Me: How are children with serious genetic conditions viewed in our culture?
Barb Farlow: Especially with the financial challenges in our health system, I think there's an element of anger similar to how some people feel when a person is obese or a smoker and needs expensive medical treatment. There's the perception: "This is a choice, a life choice, we have ways of preventing these things." I think there are many in health care who see these children this way – as something we can avoid and have the ability to avoid. There's a perception that if a child isn't perfect, it's cruel to bring them into the world. It's expected that the vast majority of women are having testing and will terminate for these conditions. I think it's a challenge for health-care providers to have compassion and see value in our children when it's a road they wouldn't have taken themselves. Especially when there are limited resources and they're already short of NICU beds.
Me: What about in the community at large? Did you feel supported as a mother who chose not to terminate a child with a genetic condition?

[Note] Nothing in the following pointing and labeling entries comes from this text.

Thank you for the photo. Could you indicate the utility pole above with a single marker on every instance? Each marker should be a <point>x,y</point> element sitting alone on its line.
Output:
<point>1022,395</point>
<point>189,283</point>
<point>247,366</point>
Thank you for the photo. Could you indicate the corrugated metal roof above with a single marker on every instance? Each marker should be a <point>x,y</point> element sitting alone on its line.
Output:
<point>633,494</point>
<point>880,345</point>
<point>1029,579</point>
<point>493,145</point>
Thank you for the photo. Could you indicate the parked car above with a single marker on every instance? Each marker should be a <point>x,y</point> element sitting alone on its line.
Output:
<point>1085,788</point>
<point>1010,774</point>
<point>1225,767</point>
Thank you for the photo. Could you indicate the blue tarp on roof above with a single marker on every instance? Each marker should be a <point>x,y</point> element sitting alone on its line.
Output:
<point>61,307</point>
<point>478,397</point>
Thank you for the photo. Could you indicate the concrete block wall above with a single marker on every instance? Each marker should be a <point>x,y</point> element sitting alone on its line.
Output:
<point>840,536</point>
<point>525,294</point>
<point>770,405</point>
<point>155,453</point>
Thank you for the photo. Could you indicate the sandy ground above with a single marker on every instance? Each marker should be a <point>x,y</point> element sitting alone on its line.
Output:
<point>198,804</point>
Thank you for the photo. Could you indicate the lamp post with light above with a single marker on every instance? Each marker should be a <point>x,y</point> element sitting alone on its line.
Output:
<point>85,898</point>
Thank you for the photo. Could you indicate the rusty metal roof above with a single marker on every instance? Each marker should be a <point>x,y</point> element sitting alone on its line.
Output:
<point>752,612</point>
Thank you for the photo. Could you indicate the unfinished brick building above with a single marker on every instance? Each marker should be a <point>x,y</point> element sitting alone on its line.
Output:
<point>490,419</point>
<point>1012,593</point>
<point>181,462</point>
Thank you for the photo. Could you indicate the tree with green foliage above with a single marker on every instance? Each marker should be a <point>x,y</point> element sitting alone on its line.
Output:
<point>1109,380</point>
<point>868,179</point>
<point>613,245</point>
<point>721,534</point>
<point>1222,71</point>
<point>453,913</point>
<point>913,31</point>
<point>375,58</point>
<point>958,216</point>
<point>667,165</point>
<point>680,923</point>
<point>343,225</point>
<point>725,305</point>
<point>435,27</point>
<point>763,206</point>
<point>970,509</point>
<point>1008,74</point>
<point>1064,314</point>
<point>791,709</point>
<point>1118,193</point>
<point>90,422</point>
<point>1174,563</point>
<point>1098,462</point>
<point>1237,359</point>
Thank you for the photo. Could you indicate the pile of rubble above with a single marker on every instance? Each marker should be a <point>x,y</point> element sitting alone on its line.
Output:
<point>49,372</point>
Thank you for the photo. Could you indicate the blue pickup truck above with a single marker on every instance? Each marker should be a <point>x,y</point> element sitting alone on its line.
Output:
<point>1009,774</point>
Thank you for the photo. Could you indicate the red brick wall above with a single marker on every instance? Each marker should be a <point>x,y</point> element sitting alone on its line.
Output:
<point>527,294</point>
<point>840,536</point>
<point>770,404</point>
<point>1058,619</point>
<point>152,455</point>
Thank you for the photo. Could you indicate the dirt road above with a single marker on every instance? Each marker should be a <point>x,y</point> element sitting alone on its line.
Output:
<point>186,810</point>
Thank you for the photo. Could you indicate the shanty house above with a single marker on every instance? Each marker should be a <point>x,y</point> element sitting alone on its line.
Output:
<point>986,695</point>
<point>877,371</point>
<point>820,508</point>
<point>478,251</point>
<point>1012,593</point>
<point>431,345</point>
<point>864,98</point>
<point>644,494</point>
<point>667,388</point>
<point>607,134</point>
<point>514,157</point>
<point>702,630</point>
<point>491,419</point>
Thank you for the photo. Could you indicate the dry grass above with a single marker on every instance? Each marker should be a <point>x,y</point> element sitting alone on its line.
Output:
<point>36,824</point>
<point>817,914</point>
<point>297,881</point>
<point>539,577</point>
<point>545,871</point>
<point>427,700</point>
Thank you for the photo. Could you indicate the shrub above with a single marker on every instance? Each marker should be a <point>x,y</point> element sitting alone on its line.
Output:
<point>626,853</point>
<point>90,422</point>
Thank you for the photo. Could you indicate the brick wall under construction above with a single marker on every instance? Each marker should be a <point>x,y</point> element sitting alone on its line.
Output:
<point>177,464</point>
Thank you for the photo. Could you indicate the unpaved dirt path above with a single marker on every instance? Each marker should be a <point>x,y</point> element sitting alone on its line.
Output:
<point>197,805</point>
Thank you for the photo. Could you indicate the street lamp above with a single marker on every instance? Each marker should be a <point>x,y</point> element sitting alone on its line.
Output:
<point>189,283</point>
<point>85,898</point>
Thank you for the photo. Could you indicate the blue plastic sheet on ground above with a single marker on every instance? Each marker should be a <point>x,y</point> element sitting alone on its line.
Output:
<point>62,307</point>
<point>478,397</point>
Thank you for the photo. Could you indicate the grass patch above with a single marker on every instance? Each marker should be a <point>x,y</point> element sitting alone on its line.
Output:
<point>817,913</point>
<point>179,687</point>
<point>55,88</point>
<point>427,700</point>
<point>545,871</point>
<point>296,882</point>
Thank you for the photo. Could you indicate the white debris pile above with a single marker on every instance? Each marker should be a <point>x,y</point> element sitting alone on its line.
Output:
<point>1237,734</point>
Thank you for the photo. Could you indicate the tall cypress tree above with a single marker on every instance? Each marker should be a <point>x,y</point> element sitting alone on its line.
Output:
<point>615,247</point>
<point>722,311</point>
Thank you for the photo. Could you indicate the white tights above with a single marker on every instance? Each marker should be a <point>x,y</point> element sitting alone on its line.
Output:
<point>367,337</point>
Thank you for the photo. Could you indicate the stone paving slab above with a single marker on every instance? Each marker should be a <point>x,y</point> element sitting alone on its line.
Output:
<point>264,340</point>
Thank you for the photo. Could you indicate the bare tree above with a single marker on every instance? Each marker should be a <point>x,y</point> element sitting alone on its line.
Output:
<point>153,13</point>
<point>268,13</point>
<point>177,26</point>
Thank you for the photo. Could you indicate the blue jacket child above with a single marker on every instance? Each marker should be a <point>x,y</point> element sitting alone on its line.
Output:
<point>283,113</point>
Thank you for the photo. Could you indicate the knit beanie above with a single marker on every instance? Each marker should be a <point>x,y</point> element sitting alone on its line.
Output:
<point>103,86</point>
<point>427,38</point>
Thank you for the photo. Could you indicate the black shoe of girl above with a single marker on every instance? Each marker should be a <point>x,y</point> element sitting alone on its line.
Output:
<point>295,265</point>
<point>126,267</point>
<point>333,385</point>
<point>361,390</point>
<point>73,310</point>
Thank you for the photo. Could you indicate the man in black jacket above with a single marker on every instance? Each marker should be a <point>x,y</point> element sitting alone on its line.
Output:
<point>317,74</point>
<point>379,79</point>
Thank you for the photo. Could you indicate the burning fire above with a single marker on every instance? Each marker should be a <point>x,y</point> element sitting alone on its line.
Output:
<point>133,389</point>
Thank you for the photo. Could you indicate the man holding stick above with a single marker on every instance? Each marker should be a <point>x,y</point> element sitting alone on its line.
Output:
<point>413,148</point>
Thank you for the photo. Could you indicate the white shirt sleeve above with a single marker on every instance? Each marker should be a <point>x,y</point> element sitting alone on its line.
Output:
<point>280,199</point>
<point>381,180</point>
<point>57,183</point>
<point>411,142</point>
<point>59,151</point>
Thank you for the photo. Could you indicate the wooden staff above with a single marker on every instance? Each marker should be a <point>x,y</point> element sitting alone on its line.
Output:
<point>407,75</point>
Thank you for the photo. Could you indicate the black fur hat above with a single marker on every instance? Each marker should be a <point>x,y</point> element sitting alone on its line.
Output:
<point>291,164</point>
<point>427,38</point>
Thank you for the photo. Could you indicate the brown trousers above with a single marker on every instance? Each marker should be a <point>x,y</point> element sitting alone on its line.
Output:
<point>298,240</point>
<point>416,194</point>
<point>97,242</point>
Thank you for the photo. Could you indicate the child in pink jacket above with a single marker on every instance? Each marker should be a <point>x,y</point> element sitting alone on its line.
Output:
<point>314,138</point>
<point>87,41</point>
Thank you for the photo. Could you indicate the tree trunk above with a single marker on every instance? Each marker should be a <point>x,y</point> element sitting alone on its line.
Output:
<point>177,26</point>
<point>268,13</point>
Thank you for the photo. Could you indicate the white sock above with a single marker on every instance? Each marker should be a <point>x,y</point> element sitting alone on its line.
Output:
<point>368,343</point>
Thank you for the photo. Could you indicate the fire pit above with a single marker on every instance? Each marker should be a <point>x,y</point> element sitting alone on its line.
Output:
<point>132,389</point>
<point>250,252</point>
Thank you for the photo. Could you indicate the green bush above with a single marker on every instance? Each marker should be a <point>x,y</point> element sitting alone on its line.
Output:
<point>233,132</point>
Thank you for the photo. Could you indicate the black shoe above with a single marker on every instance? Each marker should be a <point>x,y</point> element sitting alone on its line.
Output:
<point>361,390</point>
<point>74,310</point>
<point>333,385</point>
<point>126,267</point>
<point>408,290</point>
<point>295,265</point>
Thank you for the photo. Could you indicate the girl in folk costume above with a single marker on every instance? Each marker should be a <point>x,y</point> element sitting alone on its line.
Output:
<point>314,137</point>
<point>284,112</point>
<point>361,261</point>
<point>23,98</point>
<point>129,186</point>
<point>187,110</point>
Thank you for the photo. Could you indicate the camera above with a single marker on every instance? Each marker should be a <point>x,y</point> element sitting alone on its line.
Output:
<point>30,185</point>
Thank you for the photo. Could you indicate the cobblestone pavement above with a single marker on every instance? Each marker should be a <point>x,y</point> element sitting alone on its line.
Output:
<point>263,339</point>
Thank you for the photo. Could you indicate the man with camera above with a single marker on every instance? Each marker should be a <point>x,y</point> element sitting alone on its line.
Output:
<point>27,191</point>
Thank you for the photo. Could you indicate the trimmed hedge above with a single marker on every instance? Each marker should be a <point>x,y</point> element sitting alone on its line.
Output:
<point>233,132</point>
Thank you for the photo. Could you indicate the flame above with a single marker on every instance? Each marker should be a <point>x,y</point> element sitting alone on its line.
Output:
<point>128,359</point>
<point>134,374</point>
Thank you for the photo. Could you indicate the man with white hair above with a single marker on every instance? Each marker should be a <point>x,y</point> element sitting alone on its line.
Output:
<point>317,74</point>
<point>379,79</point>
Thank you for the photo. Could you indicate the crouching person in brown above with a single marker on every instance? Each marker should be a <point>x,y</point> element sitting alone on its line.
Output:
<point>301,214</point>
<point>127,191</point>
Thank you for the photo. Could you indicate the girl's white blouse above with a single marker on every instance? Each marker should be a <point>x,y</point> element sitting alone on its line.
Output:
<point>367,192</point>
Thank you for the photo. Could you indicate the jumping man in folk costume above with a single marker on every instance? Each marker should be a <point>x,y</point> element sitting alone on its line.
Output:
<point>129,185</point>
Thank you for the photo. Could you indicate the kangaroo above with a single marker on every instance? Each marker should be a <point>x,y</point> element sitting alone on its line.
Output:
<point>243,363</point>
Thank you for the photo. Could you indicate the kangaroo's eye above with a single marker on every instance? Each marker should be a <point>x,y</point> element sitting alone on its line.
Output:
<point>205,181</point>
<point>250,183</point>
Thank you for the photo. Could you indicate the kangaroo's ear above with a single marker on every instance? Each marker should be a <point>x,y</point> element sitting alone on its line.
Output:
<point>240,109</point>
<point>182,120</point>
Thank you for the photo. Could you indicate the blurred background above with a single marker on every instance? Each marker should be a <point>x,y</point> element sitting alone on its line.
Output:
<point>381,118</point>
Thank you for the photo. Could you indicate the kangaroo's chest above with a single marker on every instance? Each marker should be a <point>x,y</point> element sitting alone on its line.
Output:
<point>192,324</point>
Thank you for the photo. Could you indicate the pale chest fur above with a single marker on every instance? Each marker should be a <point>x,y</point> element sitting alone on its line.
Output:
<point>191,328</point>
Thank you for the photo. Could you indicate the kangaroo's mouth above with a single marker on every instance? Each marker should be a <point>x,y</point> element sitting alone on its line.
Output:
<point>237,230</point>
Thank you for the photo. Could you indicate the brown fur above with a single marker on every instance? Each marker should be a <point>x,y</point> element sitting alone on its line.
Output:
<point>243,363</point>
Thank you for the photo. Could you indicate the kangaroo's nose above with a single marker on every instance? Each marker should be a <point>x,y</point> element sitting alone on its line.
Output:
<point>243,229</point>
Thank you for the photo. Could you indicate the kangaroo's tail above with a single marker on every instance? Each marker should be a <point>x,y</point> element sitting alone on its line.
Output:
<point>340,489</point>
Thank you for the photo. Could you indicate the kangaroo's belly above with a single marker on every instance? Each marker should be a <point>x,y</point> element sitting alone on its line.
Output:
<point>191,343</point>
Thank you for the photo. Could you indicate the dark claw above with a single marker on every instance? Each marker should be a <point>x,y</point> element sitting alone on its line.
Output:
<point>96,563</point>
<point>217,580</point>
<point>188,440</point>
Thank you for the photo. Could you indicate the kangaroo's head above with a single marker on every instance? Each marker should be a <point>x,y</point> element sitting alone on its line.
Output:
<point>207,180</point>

Barb Farlow: I had a sense that most of our friends and neighbours wouldn't understand our choice, so during the pregnancy I confided in only a few close friends. It's unfortunate, because a person needs a lot of support at that time, but the support doesn't exist. When you terminate in our system, you're given a gift package – with hand-knit booties, a swaddling blanket and a kit for making footprints. There are support groups and psychological counselling and it's all there to help you go in that direction. If you choose not to terminate, you're on your own, with some of your friends and relatives thinking you're crazy.
Me: How has the rise of prenatal testing influenced public perceptions about children with genetic conditions?
Barb Farlow: I believe it creates the perception that we have a cure for these conditions. There’s a sense of “I’ve done all my prenatal screening and testing, I have a right to a perfect baby.” I’ve heard from genetic counsellors that more women are terminating for less serious conditions like cleft lip and palate, or club feet. I think we need to review whether the training doctors receive allows them to counsel in a neutral and balanced way. I found an educational presentation online created by Ontario’s Fetal Alert Network that included a photo of a stillborn child with a severe deformity related to Trisomy 13 placed next to a picture of a one-eyed Cyclops from Greek mythology. This was a terribly dehumanizing picture. When a family doctor has a patient whose fetus has been diagnosed with Trisomy 13, what picture will come to his mind? Annie had an extra finger on both of her hands. But she wasn’t less human.
Me: You’ve spent the last three years sharing Annie’s story across North America and further afield. What do you hope to achieve?
Barb Farlow: I hope I’ve opened the eyes of health-care providers to how a family makes decisions and how they feel. I hope I’ve held a mirror to them to reveal how their actions or inactions were perceived by a family. I think there’s a group-think approach in health care to issues related to disability. Everybody does what everybody else is doing and no one thinks for themselves. I believe a lot of denials of care are tacit and “let’s all do this because we think everyone is doing this" and based on the assumption: "These kids are hopeless and no one wants them.” I hope I’ve changed that, and allowed providers to start thinking about things in a different way, so they can stand up and speak for what they believe is right.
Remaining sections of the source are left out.